Faits divers – Justice

Trêve hivernale : plus d'expulsions locatives jusqu'à la fin mars

Par Hélène Fromenty, France Bleu Nord et France Bleu mardi 1 novembre 2016 à 18:48

En 2015, le nombre d'expulsions locatives a atteint 14 363. Un record.
En 2015, le nombre d'expulsions locatives a atteint 14 363. Un record. © Maxppp - Julio Pelaez

La trêve hivernale a débuté mardi 1er novembre. Jusqu'au 31 mars, les personnes locataires ne pourront pas être expulsées des appartements ou maisons où elles habitent.

Pour les ménages en difficulté, c'est un répit de cinq mois qui commence. Jusqu'au 31 mars, aucune procédure d'expulsion locative ne peut aboutir. Durant cette période, les fournisseurs d'eau, d'électricité ou de gaz ont également interdiction de couper l'alimentation, même en cas de factures impayées. Mais attention : rien n'empêche un propriétaire en situation d'impayés d'adresser à son locataire un commandement de paiement pendant la trêve hivernale. Il peut aussi demander un jugement d'expulsion. Si le locataire ne régularise pas sa situation, il est pourra être expulsé dès le 1er avril, soit dès la fin de la trêve.

Numéro vert

Si le propriétaire expulse illégalement l'occupant des lieux, il encourt une sanction de trois ans de prison et de 30 000 euros d'amende. De son côté, le locataire en difficulté doit profiter de la trêve hivernale pour se faire accompagner. Dans la région, plusieurs organismes aident à prévenir les expulsions. Un numéro vert existe aussi dans certains départements, à l'attention des propriétaires comme des locataires. Dans le Nord, il s'agit du 0 800 359 359. Dans le Pas-de-Calais, le 0 805 29 62 62. Ces deux numéros sont gratuits. Ils permettent d'entrer en contact avec un juriste, et de bénéficier de conseils adaptés à chaque situation.

Hausse spectaculaire des expulsions

Les expulsions locatives avec intervention de la force publique sont plus fréquentes chaque année. L'an dernier, au niveau national, leur nombre a bondi : plus 24%, soit un peu plus de 14 000 au total. Un record. D'après la fondation Abbé Pierre, qui accompagne les locataires en difficulté, cette augmentation des expulsions est liée à la hausse des loyers dans les années 2000. Une hausse ressentie dans le parc privé, mais aussi dans les logements sociaux.
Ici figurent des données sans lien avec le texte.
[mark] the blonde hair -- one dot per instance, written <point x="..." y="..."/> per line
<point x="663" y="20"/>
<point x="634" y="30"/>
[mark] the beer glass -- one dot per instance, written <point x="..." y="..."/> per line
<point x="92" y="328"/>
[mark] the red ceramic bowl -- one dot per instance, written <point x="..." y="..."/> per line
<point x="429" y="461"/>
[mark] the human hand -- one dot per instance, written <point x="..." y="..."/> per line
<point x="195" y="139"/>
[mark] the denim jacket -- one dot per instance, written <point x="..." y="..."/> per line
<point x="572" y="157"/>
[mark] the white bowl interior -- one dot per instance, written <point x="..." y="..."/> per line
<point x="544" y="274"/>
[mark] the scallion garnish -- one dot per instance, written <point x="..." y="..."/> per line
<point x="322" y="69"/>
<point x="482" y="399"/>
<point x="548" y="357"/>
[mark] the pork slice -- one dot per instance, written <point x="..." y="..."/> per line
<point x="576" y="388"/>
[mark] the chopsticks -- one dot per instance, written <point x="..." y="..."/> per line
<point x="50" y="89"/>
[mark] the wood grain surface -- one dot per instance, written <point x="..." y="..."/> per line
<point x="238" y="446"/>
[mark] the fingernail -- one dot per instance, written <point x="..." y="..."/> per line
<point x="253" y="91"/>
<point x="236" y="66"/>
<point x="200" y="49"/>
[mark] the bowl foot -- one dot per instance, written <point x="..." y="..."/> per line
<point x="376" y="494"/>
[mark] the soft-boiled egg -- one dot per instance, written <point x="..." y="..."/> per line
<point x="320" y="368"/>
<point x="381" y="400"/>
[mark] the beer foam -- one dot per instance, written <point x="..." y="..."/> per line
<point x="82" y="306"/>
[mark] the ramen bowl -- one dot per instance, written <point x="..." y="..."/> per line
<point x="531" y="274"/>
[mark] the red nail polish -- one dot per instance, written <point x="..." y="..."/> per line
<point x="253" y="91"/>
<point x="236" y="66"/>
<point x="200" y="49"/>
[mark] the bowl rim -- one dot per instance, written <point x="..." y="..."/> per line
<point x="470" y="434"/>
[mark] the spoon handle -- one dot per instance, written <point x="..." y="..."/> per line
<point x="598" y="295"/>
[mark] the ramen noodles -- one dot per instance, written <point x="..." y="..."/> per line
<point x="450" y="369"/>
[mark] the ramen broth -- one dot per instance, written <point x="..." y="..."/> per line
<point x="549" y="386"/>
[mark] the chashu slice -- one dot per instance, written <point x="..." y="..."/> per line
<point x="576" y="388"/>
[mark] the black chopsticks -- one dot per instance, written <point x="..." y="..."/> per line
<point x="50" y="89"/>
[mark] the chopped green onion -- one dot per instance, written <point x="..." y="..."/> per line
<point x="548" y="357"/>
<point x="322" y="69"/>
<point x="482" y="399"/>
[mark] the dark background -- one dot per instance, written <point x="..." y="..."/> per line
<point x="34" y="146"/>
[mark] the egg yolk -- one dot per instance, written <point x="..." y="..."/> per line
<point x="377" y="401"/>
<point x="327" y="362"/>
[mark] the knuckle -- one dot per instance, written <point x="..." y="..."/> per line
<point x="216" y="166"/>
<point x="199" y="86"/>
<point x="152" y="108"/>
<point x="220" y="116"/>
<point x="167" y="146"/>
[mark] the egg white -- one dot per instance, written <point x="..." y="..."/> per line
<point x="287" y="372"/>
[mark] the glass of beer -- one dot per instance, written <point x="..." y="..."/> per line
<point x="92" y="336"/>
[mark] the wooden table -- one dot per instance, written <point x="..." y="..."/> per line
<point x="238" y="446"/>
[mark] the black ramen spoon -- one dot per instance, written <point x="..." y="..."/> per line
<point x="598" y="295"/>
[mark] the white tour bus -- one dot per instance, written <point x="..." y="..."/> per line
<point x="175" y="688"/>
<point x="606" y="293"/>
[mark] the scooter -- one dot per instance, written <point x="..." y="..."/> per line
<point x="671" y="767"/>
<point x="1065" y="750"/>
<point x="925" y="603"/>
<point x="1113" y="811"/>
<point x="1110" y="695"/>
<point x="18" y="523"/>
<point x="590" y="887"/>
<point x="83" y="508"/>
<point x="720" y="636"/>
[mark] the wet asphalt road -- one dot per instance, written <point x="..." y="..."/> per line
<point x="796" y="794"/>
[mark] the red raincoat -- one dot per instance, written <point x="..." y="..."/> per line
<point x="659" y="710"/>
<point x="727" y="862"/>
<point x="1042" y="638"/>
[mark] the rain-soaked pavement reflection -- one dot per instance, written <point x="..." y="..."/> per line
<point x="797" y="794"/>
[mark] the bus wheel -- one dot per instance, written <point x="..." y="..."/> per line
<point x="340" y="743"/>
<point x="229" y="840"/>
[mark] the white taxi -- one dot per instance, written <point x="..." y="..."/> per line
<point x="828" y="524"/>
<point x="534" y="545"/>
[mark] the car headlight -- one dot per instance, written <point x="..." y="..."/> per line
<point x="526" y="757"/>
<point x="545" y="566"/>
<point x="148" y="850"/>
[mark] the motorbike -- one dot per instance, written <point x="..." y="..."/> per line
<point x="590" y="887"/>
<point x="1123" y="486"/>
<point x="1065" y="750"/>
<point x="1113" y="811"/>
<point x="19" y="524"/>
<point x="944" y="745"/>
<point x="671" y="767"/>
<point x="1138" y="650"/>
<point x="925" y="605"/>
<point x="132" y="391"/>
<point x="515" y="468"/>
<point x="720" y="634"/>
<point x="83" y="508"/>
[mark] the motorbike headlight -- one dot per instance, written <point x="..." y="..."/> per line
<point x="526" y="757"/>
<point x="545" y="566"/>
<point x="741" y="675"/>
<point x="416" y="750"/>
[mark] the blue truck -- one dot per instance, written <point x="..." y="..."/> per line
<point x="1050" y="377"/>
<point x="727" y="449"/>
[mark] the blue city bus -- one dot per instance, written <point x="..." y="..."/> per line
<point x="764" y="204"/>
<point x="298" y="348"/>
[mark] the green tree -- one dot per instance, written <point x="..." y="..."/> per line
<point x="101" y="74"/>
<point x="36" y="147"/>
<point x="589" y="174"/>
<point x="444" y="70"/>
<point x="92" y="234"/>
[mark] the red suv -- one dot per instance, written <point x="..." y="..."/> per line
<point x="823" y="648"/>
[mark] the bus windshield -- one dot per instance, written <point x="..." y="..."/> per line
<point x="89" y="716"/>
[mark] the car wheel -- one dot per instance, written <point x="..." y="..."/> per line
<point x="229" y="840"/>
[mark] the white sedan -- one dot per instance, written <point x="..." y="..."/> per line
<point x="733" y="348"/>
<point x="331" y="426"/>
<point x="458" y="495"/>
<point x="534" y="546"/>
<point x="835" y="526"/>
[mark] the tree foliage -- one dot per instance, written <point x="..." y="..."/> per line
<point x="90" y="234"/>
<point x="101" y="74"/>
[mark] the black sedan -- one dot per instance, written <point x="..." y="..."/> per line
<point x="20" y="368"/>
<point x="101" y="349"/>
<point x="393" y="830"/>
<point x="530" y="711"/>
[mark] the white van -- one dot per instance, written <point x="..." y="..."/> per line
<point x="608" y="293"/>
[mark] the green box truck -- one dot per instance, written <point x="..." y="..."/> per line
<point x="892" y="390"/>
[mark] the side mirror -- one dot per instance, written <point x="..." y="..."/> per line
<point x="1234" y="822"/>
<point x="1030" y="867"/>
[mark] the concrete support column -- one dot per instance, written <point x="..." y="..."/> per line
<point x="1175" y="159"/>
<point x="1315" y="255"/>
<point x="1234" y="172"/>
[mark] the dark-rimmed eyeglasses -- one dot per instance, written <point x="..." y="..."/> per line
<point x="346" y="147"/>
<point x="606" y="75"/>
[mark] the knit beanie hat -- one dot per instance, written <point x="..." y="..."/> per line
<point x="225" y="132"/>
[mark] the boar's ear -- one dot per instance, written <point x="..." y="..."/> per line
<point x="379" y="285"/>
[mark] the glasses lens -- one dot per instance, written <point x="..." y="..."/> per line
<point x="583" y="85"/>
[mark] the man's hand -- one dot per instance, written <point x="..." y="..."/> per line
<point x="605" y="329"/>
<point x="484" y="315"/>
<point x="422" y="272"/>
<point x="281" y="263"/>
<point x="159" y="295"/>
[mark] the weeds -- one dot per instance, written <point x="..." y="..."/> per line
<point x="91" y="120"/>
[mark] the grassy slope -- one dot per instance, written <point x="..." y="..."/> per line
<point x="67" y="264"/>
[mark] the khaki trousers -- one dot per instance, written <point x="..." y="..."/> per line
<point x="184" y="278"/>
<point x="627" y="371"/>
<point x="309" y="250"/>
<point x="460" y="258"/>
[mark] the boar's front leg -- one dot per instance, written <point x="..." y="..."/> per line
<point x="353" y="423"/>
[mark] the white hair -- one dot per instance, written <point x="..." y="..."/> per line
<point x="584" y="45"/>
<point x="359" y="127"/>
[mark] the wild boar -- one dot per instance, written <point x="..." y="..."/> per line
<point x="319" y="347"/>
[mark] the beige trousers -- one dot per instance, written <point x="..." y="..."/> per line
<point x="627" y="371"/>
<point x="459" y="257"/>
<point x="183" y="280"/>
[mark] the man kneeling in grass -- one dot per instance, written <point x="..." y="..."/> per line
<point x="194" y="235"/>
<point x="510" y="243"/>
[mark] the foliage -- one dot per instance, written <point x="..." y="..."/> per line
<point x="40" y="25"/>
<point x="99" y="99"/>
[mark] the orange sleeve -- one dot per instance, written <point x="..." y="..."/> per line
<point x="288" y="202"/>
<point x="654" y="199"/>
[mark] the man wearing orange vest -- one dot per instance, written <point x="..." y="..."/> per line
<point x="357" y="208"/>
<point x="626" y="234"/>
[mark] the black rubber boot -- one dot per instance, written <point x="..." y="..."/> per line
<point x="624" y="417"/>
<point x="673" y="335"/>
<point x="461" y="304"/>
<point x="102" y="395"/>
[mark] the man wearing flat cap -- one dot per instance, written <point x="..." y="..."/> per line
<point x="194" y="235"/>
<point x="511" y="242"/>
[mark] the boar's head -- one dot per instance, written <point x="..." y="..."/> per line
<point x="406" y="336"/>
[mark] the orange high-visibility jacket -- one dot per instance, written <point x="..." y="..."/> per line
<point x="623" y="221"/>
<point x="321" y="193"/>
Autre facteur, la crise économique et sociale, qui n'a pas amélioré la situation des ménages depuis 2008.

Prévention pas assez efficace

Les expulsions sont aussi plus nombreuses parce que les politiques de prévention ne sont pas suffisamment efficaces. Toujours selon la Fondation Abbé Pierre, une amélioration est possible mais si, et seulement si, les pratiques d'accompagnement sont généralisées au niveau national. Enfin, la fondation souligne que, chaque année, des dizaines de ménages reconnus prioritaires par la loi DALO et sans solution de relogement, sont expulsés. Or, une circulaire de 2012 interdits aux préfets d'en arriver là.